Print version ISSN 0074-0276
Mem. Inst. Oswaldo Cruz vol.97 no.1 Rio de Janeiro Jan. 2002
A Heminested Polymerase Chain Reaction for the Detection of Brazilian Rabies Isolates from Vampire Bats and Herbivores
Vol. 97(1): 109-111, January 2002
Instituto de Ciências Biomédicas, Universidade de São Paulo, São Paulo, SP, Brasil *Faculdade de Veterinária, Universidade Santo Amaro, São Paulo, SP, Brasil **Faculdade de Medicina Veterinária e Zootecnia, Universidade de São Paulo, Av. Prof. Dr. Orlando Marques de Paiva 87, Cidade Universitária, 05508-900 São Paulo, SP, Brasil
A heminested-PCR (hn-PCR) using primers to the nucleoprotein-coding gene in a nested set was evaluated in the detection of Brazilian strains of rabies virus (RV). A representative number of RV nucleoprotein sequences belonging to genotype 1 were aligned. Based on such alignment, primers were directed to highly conserved regions. All 42 clinical samples positive by both fluorescent antibody and mouse inoculation tests were also positive by the hn-PCR. Brain tissue that had been left to decompose, obtained from an experimentally inoculated mouse was tested by hn-PCR and yielded positive results. In conclusion, primers designed here were capable of amplifying Brazilian RV isolates obtained from a rural epidemiological cycle.

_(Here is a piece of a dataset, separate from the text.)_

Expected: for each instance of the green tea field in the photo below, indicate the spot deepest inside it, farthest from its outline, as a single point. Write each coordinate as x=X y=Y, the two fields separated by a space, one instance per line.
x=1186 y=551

Key words: rabies virus - polymerase chain reaction - detection of viral RNA - rabies diagnosis - Brazil
Rabies is a widespread zoonosis, which has been of great concern due to its ability to determine a fatal acute encephalomyelitis when the host is bitten by an ill animal (Wilkinson 1988). The causing agent is a virus that belongs to the Lyssavirus genus in the Rhabdoviridae family. Based on phylogenetic analyses of the nucleoprotein-coding gene (N gene), the Lyssavirus genus has been divided into seven genotypes. Genotype 1 includes rabies virus (RV) strains (Bourhy et al. 1993). RV genome is composed of a single-stranded, negative-sense, non-segmented RNA that codes for five separate proteins: nucleoprotein, glycoprotein, phosphoprotein, membrane protein and polymerase (Tordo 1991).

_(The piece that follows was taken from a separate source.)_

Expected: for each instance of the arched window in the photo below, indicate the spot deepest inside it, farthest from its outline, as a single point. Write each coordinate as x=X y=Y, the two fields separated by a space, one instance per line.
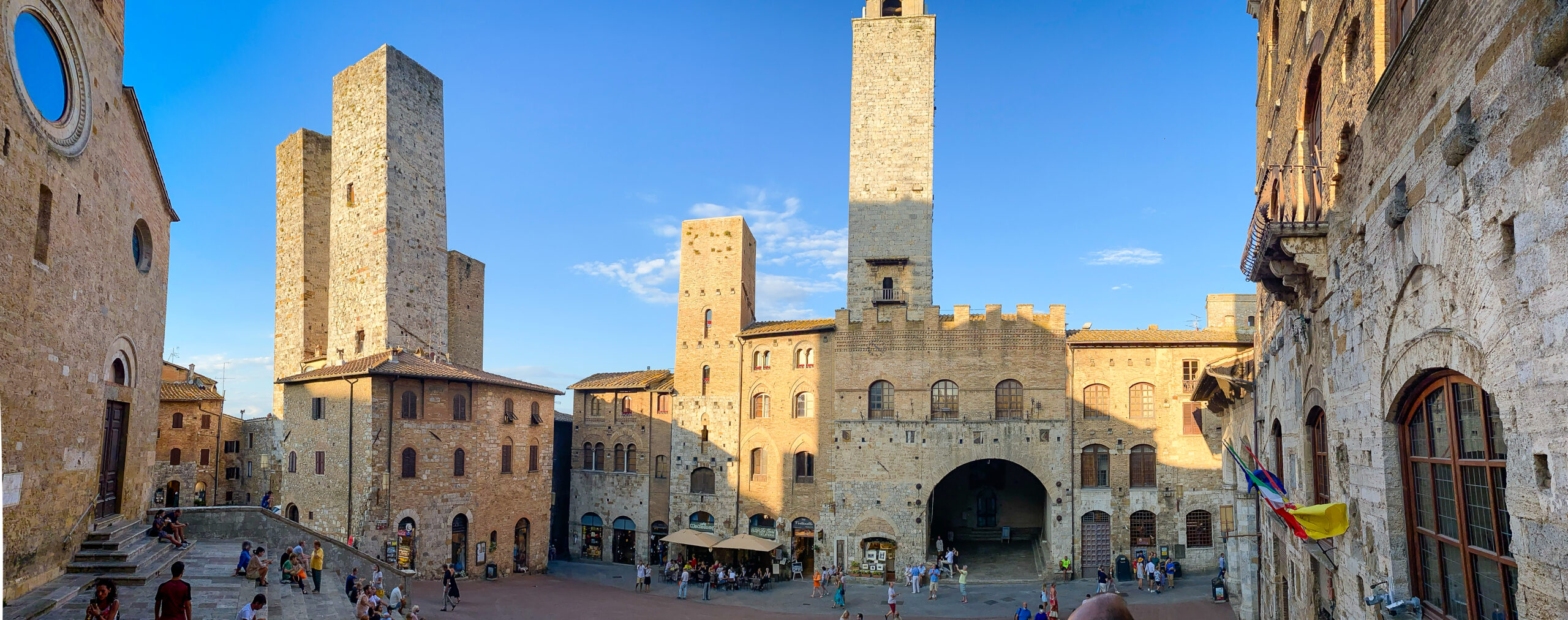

The World Health Organization (WHO) recommends that the fluorescent-antibody test (FAT) and mouse inoculation test (MIT) carried out simultaneously should be used for the detection of RV (Meslin et al. 1996). FAT is a rapid and low cost technique, which may show positive results, as it is able to detect viral antigens whether they are viable or not (Meslin et al. 1996). However, FAT's efficacy may be jeopardized when decomposed tissue is used. In such cases, PCR may be used as a surrogate due to its more appropriate performance (Sacramento et al. 1991, Kalmovarin et al. 1993, Whitby et al. 1997).
PCR based on N gene has been widely used for diagnostic purposes since it is one of the most conserved fractions in RV (Smith et al.1992, Kalmovarin et al. 1993, Heaton et al. 1997, Crepin et al. 1998, Heaton et al. 1999, Black et al. 2000).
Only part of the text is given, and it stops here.